Today, rather than silver-haired former governors near the end of their careers, former House members hardened by legislative combat set the tone in the Senate.

A generation ago, conservative southerners shared the Democratic Party with liberal northerners. Patrician Rockefeller Republicans vied with the Taft and Goldwater wings. Now party- line votes are the norm. Every Democrat in the Senate was more liberal than every Republican in 2010, according to an analysis by the National Journal.

Stalemate Rules
Senate procedures still date from an earlier era and are easily abused by partisans. The filibuster, once used rarely, now amounts to a legislative no-fly zone: Without 60 votes, nothing moves. This de facto supermajority requirement produces not consensus but stalemate. When the new Congress convened in January, Senate leaders declined to do much of anything about filibusters. These senate Old Bulls turned out to be more like wimpy Ferdinand.

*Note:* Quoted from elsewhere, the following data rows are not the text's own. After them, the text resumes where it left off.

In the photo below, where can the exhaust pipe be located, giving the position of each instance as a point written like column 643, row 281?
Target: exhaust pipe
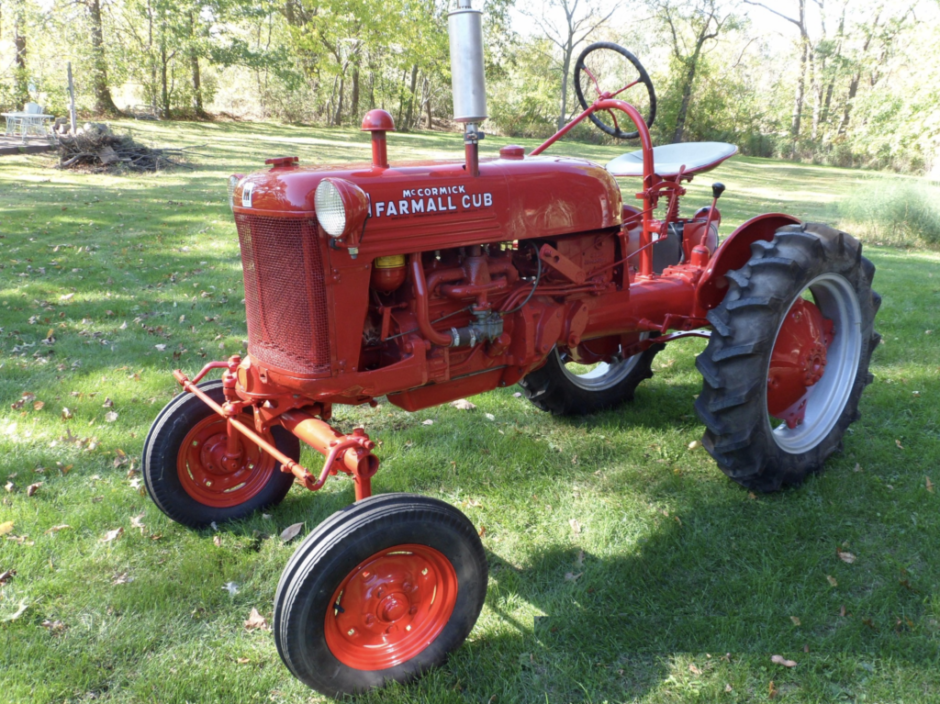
column 465, row 29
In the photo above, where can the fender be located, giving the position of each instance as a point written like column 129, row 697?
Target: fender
column 734, row 253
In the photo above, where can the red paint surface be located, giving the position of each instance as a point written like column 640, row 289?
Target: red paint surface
column 391, row 607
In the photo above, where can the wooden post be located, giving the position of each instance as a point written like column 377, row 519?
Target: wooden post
column 71, row 100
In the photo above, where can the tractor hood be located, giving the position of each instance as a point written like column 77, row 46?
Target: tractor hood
column 513, row 198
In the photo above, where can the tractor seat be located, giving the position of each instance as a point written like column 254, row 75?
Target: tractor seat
column 669, row 158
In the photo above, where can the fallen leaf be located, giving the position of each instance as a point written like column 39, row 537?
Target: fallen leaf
column 122, row 578
column 19, row 612
column 112, row 535
column 53, row 626
column 846, row 557
column 256, row 620
column 291, row 532
column 463, row 404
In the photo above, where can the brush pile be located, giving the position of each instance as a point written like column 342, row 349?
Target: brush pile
column 95, row 148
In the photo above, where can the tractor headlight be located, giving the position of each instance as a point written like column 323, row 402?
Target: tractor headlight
column 331, row 211
column 342, row 208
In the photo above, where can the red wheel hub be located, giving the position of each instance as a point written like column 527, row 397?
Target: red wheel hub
column 213, row 476
column 798, row 361
column 391, row 607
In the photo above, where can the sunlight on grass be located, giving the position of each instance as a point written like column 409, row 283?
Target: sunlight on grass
column 679, row 584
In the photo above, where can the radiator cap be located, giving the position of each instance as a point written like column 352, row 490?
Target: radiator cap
column 378, row 121
column 283, row 161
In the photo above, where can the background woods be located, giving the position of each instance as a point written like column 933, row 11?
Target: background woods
column 833, row 81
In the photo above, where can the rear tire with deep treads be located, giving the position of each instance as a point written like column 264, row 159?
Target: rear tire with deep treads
column 735, row 365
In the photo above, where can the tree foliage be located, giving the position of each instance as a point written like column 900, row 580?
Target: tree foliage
column 848, row 82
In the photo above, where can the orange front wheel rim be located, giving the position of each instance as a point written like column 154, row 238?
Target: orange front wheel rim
column 212, row 476
column 391, row 607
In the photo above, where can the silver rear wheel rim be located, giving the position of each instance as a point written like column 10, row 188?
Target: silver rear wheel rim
column 837, row 300
column 603, row 376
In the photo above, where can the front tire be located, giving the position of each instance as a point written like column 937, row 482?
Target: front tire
column 186, row 482
column 379, row 592
column 788, row 358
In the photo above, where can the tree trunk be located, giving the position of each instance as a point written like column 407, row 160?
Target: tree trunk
column 338, row 116
column 104, row 103
column 686, row 96
column 164, row 88
column 409, row 122
column 194, row 68
column 354, row 100
column 565, row 67
column 798, row 99
column 20, row 82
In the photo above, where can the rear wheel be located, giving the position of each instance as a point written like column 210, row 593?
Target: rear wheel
column 581, row 383
column 788, row 359
column 190, row 478
column 381, row 591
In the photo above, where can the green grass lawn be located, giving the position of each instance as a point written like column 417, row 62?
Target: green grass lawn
column 685, row 584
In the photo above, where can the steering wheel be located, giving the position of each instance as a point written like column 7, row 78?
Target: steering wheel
column 608, row 70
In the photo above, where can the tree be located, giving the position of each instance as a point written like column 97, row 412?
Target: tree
column 690, row 26
column 567, row 24
column 104, row 103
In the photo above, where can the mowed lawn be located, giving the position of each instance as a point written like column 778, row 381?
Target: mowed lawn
column 624, row 566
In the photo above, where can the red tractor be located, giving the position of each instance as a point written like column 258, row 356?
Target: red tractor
column 428, row 282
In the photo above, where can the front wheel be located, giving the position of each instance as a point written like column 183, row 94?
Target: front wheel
column 190, row 477
column 380, row 592
column 591, row 378
column 788, row 359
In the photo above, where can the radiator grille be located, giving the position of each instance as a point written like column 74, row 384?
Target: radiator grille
column 285, row 296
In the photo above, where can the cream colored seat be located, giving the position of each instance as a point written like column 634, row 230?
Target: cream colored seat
column 696, row 157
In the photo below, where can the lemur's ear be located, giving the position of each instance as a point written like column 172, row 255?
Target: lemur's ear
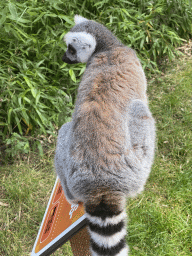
column 79, row 19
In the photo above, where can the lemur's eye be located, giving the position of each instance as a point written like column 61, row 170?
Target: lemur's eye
column 71, row 49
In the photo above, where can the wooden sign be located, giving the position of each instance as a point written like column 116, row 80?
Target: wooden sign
column 60, row 222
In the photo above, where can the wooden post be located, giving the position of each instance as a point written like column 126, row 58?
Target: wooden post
column 80, row 243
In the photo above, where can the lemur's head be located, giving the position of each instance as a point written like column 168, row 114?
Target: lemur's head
column 86, row 38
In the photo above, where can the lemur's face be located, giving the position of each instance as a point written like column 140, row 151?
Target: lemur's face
column 80, row 47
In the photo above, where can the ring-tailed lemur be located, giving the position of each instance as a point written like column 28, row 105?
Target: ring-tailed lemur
column 105, row 153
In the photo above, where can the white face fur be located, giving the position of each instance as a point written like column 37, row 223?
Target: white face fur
column 83, row 43
column 80, row 45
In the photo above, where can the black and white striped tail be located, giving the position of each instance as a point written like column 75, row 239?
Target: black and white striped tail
column 107, row 228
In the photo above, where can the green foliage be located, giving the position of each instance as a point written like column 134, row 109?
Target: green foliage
column 37, row 91
column 159, row 219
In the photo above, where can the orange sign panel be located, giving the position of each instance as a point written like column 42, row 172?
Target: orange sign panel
column 61, row 221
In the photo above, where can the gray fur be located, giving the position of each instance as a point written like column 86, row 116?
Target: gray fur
column 105, row 153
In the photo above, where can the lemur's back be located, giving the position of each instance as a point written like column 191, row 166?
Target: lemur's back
column 106, row 152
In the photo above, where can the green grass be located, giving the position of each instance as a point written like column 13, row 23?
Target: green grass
column 159, row 219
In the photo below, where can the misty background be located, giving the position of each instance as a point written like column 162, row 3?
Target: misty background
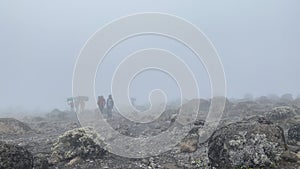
column 257, row 41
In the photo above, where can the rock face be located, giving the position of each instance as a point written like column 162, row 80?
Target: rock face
column 79, row 142
column 14, row 157
column 253, row 143
column 281, row 113
column 294, row 135
column 13, row 126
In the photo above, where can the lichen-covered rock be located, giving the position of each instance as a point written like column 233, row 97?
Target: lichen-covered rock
column 294, row 135
column 40, row 162
column 281, row 113
column 13, row 126
column 80, row 142
column 14, row 157
column 251, row 143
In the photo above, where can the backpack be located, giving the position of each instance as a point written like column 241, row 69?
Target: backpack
column 110, row 103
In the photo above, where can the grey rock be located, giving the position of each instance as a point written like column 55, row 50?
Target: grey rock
column 294, row 134
column 246, row 144
column 15, row 157
column 80, row 142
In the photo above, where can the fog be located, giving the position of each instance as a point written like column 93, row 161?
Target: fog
column 257, row 41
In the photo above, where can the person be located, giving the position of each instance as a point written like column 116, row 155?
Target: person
column 110, row 106
column 71, row 104
column 101, row 103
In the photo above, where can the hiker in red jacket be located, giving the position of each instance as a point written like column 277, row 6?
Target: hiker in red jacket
column 101, row 103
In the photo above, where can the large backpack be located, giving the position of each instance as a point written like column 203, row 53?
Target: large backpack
column 110, row 103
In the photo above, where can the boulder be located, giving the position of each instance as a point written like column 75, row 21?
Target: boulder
column 281, row 113
column 80, row 142
column 13, row 126
column 251, row 143
column 294, row 135
column 14, row 157
column 40, row 162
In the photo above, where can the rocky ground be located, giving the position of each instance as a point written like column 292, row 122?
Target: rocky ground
column 252, row 134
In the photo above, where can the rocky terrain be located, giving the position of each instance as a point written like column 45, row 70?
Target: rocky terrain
column 260, row 133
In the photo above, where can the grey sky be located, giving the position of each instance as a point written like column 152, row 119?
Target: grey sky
column 258, row 43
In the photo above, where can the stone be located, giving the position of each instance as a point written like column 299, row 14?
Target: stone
column 14, row 157
column 246, row 144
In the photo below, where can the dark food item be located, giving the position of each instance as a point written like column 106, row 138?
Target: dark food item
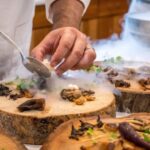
column 83, row 148
column 99, row 122
column 75, row 133
column 130, row 134
column 78, row 96
column 4, row 90
column 70, row 94
column 85, row 126
column 111, row 126
column 15, row 96
column 42, row 83
column 26, row 93
column 121, row 83
column 33, row 104
column 144, row 83
column 112, row 73
column 87, row 92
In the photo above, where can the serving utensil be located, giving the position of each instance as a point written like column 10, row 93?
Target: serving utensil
column 32, row 64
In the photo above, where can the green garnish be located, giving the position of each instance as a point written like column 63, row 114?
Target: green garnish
column 24, row 84
column 95, row 68
column 113, row 135
column 90, row 131
column 114, row 60
column 146, row 138
column 147, row 131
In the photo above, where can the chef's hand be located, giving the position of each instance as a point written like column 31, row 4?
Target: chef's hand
column 66, row 44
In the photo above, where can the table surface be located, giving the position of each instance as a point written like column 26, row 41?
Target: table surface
column 37, row 147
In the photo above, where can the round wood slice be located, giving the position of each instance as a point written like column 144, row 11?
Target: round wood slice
column 33, row 127
column 59, row 140
column 133, row 99
column 7, row 143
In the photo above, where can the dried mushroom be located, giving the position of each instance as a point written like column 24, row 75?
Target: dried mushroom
column 84, row 128
column 80, row 101
column 145, row 83
column 128, row 132
column 15, row 96
column 33, row 104
column 4, row 90
column 77, row 95
column 70, row 94
column 75, row 133
column 99, row 122
column 121, row 83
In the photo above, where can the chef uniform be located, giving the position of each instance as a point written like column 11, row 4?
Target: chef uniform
column 139, row 6
column 16, row 20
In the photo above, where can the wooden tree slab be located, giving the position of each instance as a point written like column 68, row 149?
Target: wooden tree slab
column 133, row 99
column 97, row 140
column 33, row 127
column 7, row 142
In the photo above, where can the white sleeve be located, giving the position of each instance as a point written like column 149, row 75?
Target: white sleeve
column 49, row 13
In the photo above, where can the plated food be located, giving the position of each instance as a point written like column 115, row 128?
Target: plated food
column 96, row 133
column 7, row 142
column 131, row 82
column 31, row 115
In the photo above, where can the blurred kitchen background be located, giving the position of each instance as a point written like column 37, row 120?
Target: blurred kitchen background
column 102, row 19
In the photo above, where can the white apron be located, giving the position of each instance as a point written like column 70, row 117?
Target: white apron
column 139, row 6
column 15, row 20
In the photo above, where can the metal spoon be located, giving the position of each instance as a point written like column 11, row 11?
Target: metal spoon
column 32, row 64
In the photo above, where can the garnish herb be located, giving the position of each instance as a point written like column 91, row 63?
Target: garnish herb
column 90, row 131
column 113, row 135
column 114, row 60
column 147, row 131
column 146, row 138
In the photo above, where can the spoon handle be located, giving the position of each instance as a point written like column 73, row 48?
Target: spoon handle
column 6, row 37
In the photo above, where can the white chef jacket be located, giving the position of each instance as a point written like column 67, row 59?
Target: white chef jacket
column 16, row 20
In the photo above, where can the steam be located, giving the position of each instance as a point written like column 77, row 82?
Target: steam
column 80, row 78
column 127, row 46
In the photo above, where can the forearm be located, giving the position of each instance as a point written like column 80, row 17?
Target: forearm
column 67, row 13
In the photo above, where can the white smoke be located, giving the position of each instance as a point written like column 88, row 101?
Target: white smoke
column 127, row 46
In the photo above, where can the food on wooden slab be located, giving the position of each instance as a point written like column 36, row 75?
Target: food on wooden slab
column 131, row 82
column 31, row 120
column 96, row 133
column 77, row 95
column 33, row 104
column 10, row 143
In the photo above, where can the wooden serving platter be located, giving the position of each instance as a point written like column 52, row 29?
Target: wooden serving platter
column 105, row 137
column 33, row 127
column 135, row 98
column 8, row 142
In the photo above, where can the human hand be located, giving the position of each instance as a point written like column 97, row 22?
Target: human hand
column 67, row 45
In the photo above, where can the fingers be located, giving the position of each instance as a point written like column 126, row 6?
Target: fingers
column 64, row 47
column 46, row 46
column 74, row 57
column 87, row 59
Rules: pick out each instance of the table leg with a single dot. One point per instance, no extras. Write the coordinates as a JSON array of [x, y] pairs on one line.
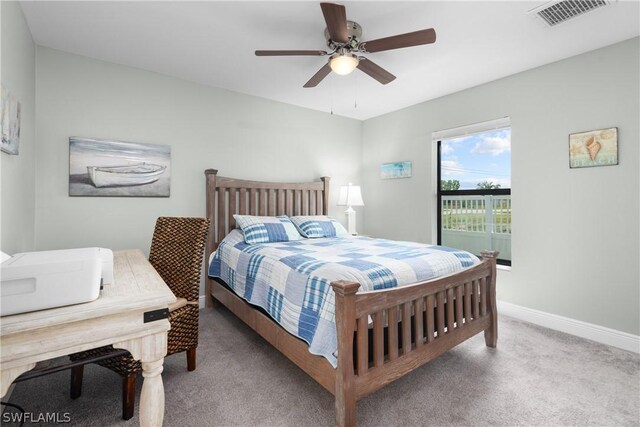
[[150, 351], [152, 395], [9, 375]]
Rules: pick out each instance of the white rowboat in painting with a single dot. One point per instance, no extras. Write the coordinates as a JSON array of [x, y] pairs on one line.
[[118, 176]]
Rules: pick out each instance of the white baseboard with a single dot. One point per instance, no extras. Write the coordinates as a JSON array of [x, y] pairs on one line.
[[579, 328]]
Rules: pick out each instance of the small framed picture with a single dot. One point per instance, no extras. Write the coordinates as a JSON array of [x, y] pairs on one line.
[[395, 170], [593, 148], [9, 122], [101, 167]]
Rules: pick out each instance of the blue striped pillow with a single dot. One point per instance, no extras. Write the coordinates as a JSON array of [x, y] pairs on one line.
[[319, 226], [267, 229]]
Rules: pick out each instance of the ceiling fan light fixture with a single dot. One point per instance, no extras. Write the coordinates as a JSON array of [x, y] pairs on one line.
[[343, 64]]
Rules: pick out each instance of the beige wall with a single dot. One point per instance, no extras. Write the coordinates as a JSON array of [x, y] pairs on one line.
[[242, 136], [17, 199], [575, 231]]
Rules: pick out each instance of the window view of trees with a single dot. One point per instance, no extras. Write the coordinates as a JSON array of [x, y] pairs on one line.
[[474, 196]]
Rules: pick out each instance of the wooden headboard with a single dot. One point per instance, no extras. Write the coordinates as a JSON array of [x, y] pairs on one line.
[[228, 196]]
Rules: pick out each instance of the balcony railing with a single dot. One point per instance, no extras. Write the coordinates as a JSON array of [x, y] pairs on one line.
[[476, 223]]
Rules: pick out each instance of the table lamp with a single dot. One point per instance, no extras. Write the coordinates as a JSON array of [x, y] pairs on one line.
[[350, 196]]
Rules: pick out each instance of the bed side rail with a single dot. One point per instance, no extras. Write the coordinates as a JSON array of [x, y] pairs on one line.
[[411, 324]]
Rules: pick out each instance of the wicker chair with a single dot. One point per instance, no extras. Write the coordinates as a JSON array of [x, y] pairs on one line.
[[176, 254]]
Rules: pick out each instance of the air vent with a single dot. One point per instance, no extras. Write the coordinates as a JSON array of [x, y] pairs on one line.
[[557, 12]]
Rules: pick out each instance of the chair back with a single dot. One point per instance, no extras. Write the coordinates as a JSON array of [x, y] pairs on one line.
[[176, 253]]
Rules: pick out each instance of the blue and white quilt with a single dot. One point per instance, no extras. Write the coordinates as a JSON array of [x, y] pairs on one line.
[[291, 280]]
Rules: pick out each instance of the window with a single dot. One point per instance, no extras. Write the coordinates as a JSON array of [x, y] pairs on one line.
[[474, 191]]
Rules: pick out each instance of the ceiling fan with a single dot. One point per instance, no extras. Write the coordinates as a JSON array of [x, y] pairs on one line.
[[343, 38]]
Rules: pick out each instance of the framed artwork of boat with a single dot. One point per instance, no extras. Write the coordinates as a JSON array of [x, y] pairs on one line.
[[99, 167], [9, 122]]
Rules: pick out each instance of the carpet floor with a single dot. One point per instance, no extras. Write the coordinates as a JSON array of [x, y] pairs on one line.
[[535, 376]]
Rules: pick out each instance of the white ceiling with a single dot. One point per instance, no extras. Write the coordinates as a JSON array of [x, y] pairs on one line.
[[212, 43]]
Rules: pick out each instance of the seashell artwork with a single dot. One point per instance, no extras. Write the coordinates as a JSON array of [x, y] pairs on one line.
[[593, 148]]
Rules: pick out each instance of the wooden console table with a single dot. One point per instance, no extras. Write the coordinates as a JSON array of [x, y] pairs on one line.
[[128, 314]]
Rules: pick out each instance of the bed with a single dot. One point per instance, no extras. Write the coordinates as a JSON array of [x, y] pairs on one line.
[[380, 335]]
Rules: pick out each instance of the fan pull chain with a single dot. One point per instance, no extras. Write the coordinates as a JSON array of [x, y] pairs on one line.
[[355, 99], [331, 93]]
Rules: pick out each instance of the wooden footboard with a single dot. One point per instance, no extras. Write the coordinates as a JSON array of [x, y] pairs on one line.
[[411, 326]]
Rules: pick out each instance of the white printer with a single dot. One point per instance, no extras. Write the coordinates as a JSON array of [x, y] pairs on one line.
[[33, 281]]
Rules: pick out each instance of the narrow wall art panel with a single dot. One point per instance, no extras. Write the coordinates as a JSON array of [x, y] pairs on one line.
[[99, 167], [593, 148], [9, 122]]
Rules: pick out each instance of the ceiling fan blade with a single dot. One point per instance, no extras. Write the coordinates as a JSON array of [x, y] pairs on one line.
[[375, 71], [415, 38], [335, 15], [290, 53], [319, 76]]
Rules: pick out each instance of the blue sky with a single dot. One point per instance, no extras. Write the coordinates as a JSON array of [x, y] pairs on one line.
[[479, 157]]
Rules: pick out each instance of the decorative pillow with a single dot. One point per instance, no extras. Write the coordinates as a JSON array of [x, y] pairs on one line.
[[267, 229], [319, 226]]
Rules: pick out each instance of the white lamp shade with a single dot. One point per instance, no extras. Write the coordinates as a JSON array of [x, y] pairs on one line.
[[350, 195]]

Added to this mix is what an incumbent must do to stay in the Senate. Fundraising for a typical race has increased almost five-fold since 1982. Senators now raise, on average, $9.4 million to stay in office, much more in larger states. You’ll find them at party offices, hunched over a phone, dialing for dollars. Think “Glengarry Glen Ross.” You can’t blame them: To the threat of a free-spending self-financing opponent, now add the tens of millions of dollars that might be poured into secretly funded attack ads, thanks to the U.S. Supreme Court’s Citizens United decision.

Lobbying Beckons
No wonder so many senators seem to think: if you can’t beat K Street, join it. Some 150 former senators and representatives worked as lobbyists in 2009, according to Public Citizen.

Many of the departing senators seem relieved. In their remaining time, they have pledged to work together to pass comprehensive immigration and entitlement reforms and to take on other fractious topics.

What we really need is for them to work on the Senate’s dysfunction. There is a long tradition in which lawmakers rise in their final speech and renounce the fundraising arms race, having been silent before then. (As Saint Augustine prayed, “Give me chastity and continence, but not yet.”)

Chance for Change
Unlike Ensign, the retiring senators still have 20 months to make change. They don’t need to raise money anymore. They should take the lead in a new push for public financing of congressional campaigns, a cause often embraced by senators only after they leave. At the very least, the Republicans who long urged more campaign-finance disclosure, then voted to filibuster legislation that would require corporations and unions to disclose spending on political advertising, should vote their true views.

Instead of Saint Augustine, these departing senators should take their tune from Saint Janis Joplin: Freedom’s just another word for nothing left to lose.